Esqueça o ano de net zero: o que importa é o orçamento remanescente de carbono

FOTO: Getty Images/Sukanya Sitthinkongsak
muda de árvore plantada
Recém-publicado Relatório do IPCC enfatiza que a redução imediata e persistente das emissões é mais importante do que uma data simbólica para alcançar a neutralidade de carbono global

Nos últimos anos, a pressão social por ações de mitigação da mudança global do clima atingiu um patamar inédito. Cada vez mais, países, cidades e até mesmo empresas têm se comprometido a incorporar a questão climática em seu planejamento. Frequentemente, tais compromissos se baseiam em metas de atingimento da condição de net zero (ou emissões líquidas iguais a zero) em 2040, 2050, 2060 ou 2070.

Apesar de amplamente difundido, o termo net zero ainda gera confusão. É possível pensar em net zero CO2 ou net zero GEE (gases de efeito estufa), sem falar no controverso uso do termo neutralidade de carbono. A métrica net zero aponta para a direção correta, mas tem se mostrado insuficiente para embasar políticas públicas ou estratégias corporativas efetivas de redução de emissões.
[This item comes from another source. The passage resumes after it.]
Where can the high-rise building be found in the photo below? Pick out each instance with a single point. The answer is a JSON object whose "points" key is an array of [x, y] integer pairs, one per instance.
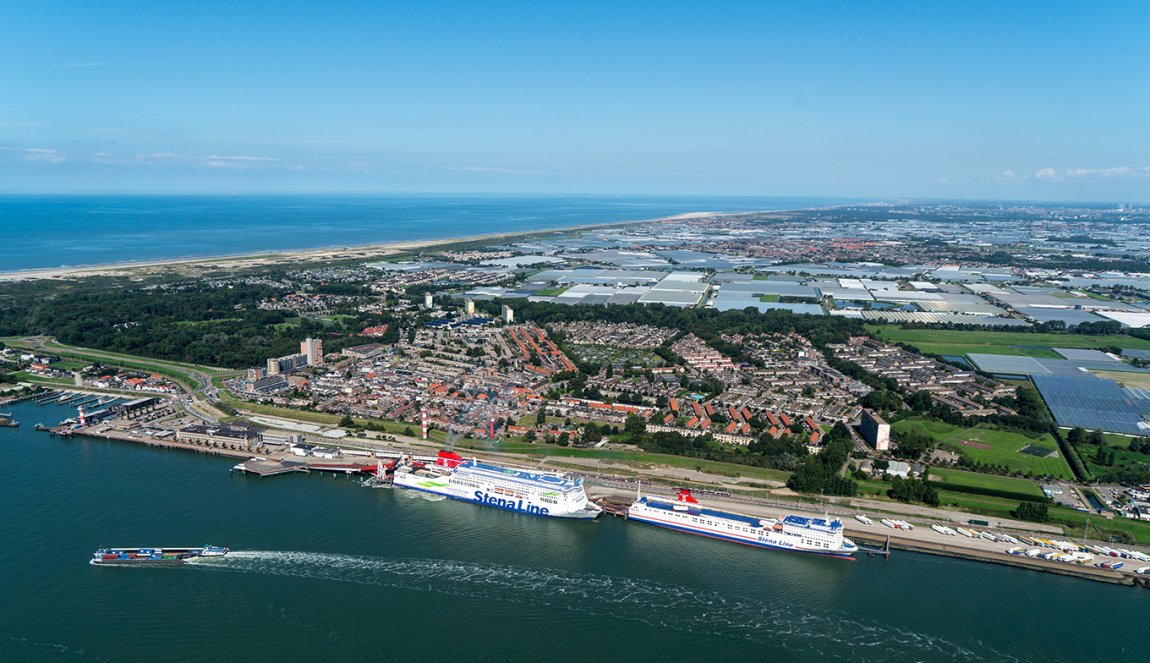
{"points": [[286, 364], [875, 431], [314, 351]]}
Conforme veremos a seguir, a ciência atual não se preocupa preponderantemente com a data em que o mundo atingirá a condição de net zero, mas sim com o valor do orçamento remanescente de carbono. Vejamos o porquê.

1. O que são emissões líquidas de carbono? E net zero CO2?

Apesar da contribuição relevante de outros gases, o acúmulo de CO2 (dióxido de carbono) na atmosfera é a principal causa do aquecimento do planeta. Diante disso, evitar maiores níveis de aquecimento significa, grosso modo, estabilizar a concentração desse gás na atmosfera. Conforme ilustra a figura 1, o motivo de essa concentração vir continuamente aumentando é o desequilíbrio que as atividades humanas causam no ciclo do carbono, ao retornar uma quantidade atípica de CO2 à atmosfera, a qual estava armazenada por centenas de milhões de anos em reservatórios geológicos na forma de carvão, petróleo ou gás natural.

Assim, seria razoável assumir que resolver esse problema seria sinônimo de zerar, em absoluto, as emissões antrópicas de CO2. Esse raciocínio está correto, mas ignora um dado importante: potenciais atividades humanas que, em sentido inverso, retirem carbono da atmosfera.

O exemplo mais palpável de remoção de CO2 da atmosfera é o florestamento: ao se plantar árvores onde não havia historicamente florestas, forma-se um estoque vegetal de carbono devido à fotossíntese, diminuindo a concentração do gás na atmosfera. Analogamente, algumas tecnologias têm sido propostas para proporcionar essas emissões negativas, como a polêmica DAC (do inglês Direct Air Capture), que se presta a retirar CO2 diretamente do ar. A figura 2 mostra que, hoje, é praticamente indiferente se falar em emissões totais ou líquidas de CO2, pois a ordem de grandeza do sequestro de carbono é irrelevante frente à das emissões de atividades humanas. Contudo, a partir do momento em que se começa a ter sequestro (ou seja, emissões negativas), tal distinção torna-se importante: na segunda barra, por exemplo, vemos emissões brutas de 30 GtCO2/ano que se traduzem em emissões líquidas de 25 GtCO2/ano devido à presença de um sequestro de 5 GtCO2/ano.

A condição de net zero CO2 nada mais é do que o momento em que as emissões negativas se igualam às positivas, gerando emissões líquidas de carbono iguais a zero (terceira barra). Em outras palavras, o mundo pode alcançar o net zero mesmo com emissões anuais positivas de CO2, desde que haja um montante anual equivalente de carbono sequestrado.

Já o net zero GEE requer ainda mais emissões negativas de CO2 com o intuito de zerar as emissões de GEE, compensando as emissões residuais de gases não-CO2, como metano (CH4), óxido nitroso (N2O) e gases fluorados. Assim, inevitavelmente, o net zero CO2 ocorre antes do net zero GEE e tanto a quantidade de emissões negativas de CO2 quanto o intervalo de tempo para atingir net zero GEE dependem da escolha de uma métrica de equivalência.

2. Um parêntese: neutralidade de carbono e net zero CO2 são sinônimos?

Quando se fala de uma região, setor ou empresa específica, há uma diferença entre net zero CO2 e neutralidade de carbono. Um objetivo net zero significa tentar chegar a uma condição em que um dado negócio, setor da economia ou país remova da atmosfera uma quantidade de CO2 equivalente àquela das emissões de suas atividades produtivas. Já o conceito de neutralidade é mais flexível: quando se fala em algo, alguém ou algum lugar neutro em carbono, não se espera necessariamente a condição de emissões líquidas iguais a zero, mas frequentemente uma compensação de emissões.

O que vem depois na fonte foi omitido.